Now, in the case of discrete cards in a desktop/typical x86 machine, you’d fall back to CPU, but on the jetson, across different codecs/bitrates/resolutions using all software vs all hardware creates a literal order of magnitude difference in performance (and the jetson was in 5w mode as compared to NVMAX+ jetson Clocks to try and give every advantage to software handling)

As of now I see 3 solutions:

Patch the jetpack driver/firmware to allow the jetson to intake 10 bit into the decoder, with the knowledge that the hardware encoder will truncate the last 2 bit’s of every channel. You would not be able to leverage the increase quality of 10-bit input, but it would allow for some functionality. The API would probably throw a warning to console saying that it is an imperfect decode, but it’s better than nothing (I believe this would be the easiest solution, but would only apply to the nano)

A feature request is accepted and delivered reintroducing a more modern implementation of the CUDA based decoder that is then available (but must be strictly enabled by the program) as a graceful fallback when a specific profile/codec/codec sub specification is unsupported on the hardware in question. This would be useful on any and all cuda compliant devices at the known cost of lower per stream performance and/or higher power consumption for a given stream. From an eco system standpoint (and with the AV1 codec coming in soon) this would allow for an expansion of capability across all CUDA devices and provide the ability for developers to support a larger amount of devices without having to split workloads between host CPU and host GPU depending on different configurations.
The implementation would go from the current implementation of

// Check if content is supported
if (!decodecaps.bIsSupported){
NVDEC_THROW_ERROR(Codec not supported on this GPU", CUDA_ERROR_NOT_SUPPORTED);

To now being

// Check if content is supported in hardware
if (!decodecaps.bIsSupported){
//check if cuda compatibility decoder is allowed AND enabled
if (decode_cuda_enabled == false)
{
NVDEC_THROW_ERROR(Codec not supported on this GPU", CUDA_ERROR_NOT_SUPPORTED);
}
if (decode_cuda_enabled == true)
{
//something that remaps cuvidCreateDecoder() to a new funtcion call that implements a cuda based decoder as the decoder entry points. Perhaps cuvidCreateCudaDecoder()
printf(“Cuda compatibility decoder enabled, performance will be reduced!”);
}

Then the pipeline would continue as it normally would for the NVDEC API

This is by far the nost prefered scenario, as it enables greater compatibility and less headaches for any developers targeting a large diversity of user systems

Somehow put together a custom CUDA based encoder of my own specifically targeted for the Nano that is limited in feature set and is very application specific.

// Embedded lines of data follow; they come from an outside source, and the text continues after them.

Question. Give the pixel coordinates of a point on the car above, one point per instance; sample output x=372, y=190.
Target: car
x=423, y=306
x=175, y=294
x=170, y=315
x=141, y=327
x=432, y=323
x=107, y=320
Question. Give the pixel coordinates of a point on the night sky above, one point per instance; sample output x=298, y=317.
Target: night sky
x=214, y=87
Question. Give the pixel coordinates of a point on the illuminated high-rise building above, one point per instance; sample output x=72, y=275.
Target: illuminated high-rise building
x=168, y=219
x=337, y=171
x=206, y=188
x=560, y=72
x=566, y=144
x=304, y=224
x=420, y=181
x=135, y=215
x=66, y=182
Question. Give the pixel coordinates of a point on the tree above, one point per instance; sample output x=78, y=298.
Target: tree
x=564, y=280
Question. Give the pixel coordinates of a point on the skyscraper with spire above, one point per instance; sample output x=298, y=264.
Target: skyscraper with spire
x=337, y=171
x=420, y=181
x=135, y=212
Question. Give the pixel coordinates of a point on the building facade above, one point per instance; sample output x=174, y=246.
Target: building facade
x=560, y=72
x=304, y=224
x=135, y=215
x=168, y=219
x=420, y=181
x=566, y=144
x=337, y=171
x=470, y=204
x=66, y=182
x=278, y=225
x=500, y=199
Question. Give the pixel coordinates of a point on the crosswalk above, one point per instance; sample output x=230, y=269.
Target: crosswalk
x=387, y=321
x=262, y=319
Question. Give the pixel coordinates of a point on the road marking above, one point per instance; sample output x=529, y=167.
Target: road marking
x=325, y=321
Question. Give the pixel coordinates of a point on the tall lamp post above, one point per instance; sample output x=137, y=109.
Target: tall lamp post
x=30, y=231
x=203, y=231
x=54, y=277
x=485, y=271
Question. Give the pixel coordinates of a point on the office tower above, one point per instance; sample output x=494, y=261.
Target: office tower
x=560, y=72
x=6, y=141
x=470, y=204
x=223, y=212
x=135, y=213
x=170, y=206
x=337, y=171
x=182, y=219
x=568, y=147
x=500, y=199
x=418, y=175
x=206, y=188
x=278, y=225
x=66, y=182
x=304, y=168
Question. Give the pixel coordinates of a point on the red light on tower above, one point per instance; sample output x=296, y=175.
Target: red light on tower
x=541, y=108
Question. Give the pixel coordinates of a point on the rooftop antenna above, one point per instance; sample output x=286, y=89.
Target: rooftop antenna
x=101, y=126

That’s my concern. Ideally If I could get the source/ or general outline for the CUDA 8 nvcuvid functions I could implement them and update them for other codecs

Update:

It seems I’m not the first to encounter this.

It seems that the nvdec used to be able to blindly accept HEVC 10 and decode it down to 8 bit via truncation of the last 2 bit’s. This thread’s OP is a little incoherent, but the third post does seem to have some chance of working: Will HEVC Main 10 Profile decoding work using CUVID? When? - #3 by philipl

I’m having trouble finding more than this pull request that changes 2 lines: cuvid: Pass bit depth information to decoder · FFmpeg/FFmpeg@289a6bb · GitHub

It might be possible to remove the cuvid “protections” that deals with not outputting 8 bit from a 10 bit source. This will presumably create some image artifacts, but it’s better than nothing.

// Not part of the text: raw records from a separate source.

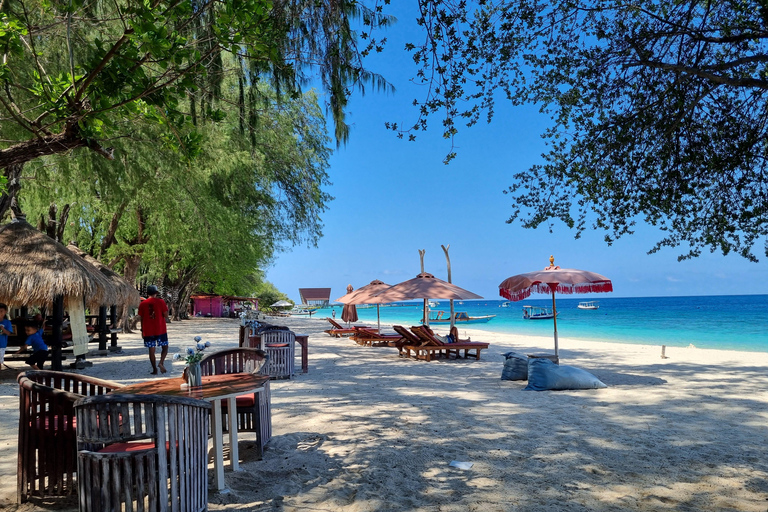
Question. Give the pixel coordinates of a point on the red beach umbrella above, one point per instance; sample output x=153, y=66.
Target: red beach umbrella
x=425, y=286
x=366, y=295
x=554, y=279
x=349, y=312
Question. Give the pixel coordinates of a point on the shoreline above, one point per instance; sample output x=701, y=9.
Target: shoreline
x=367, y=431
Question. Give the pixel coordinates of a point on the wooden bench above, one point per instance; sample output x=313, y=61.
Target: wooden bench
x=47, y=458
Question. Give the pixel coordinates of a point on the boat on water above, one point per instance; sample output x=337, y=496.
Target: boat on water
x=460, y=317
x=537, y=313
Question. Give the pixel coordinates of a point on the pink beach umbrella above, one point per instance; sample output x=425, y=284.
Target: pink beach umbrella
x=425, y=286
x=554, y=279
x=349, y=312
x=366, y=295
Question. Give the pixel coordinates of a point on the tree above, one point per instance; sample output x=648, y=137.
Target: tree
x=658, y=109
x=79, y=74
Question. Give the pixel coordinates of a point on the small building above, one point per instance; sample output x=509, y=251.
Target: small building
x=315, y=297
x=227, y=306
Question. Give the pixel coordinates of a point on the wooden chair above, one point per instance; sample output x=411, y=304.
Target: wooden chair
x=368, y=336
x=279, y=345
x=47, y=449
x=433, y=346
x=142, y=452
x=254, y=410
x=338, y=330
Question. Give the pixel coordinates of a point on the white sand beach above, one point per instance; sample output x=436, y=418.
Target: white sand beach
x=365, y=430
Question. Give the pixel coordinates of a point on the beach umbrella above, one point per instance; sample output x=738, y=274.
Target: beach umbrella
x=367, y=295
x=554, y=279
x=425, y=286
x=349, y=312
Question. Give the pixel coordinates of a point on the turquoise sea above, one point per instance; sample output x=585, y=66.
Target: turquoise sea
x=732, y=322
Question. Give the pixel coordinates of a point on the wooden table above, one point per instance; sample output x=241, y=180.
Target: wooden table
x=215, y=388
x=301, y=339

Thankfully because of the way HDR content is stored (Linear light with metadata to add contrast, saturation, and colour) these artifacts may not be relevant. (since the Dynamic range isn’t squeezed or stretched for gamma)

Further discussion usage of the jetson nano being able to decode 10-bit:
Smart-Radio-Video-Streaming-with-the-NVidia-Jetson-Nano-v0520.pdf (789.8 KB)

The documentation is conflicting, and I’ve not had time/patience to deal with the nano and it’s conflicting documentation of late, but hope to return when I take my next sabbatical.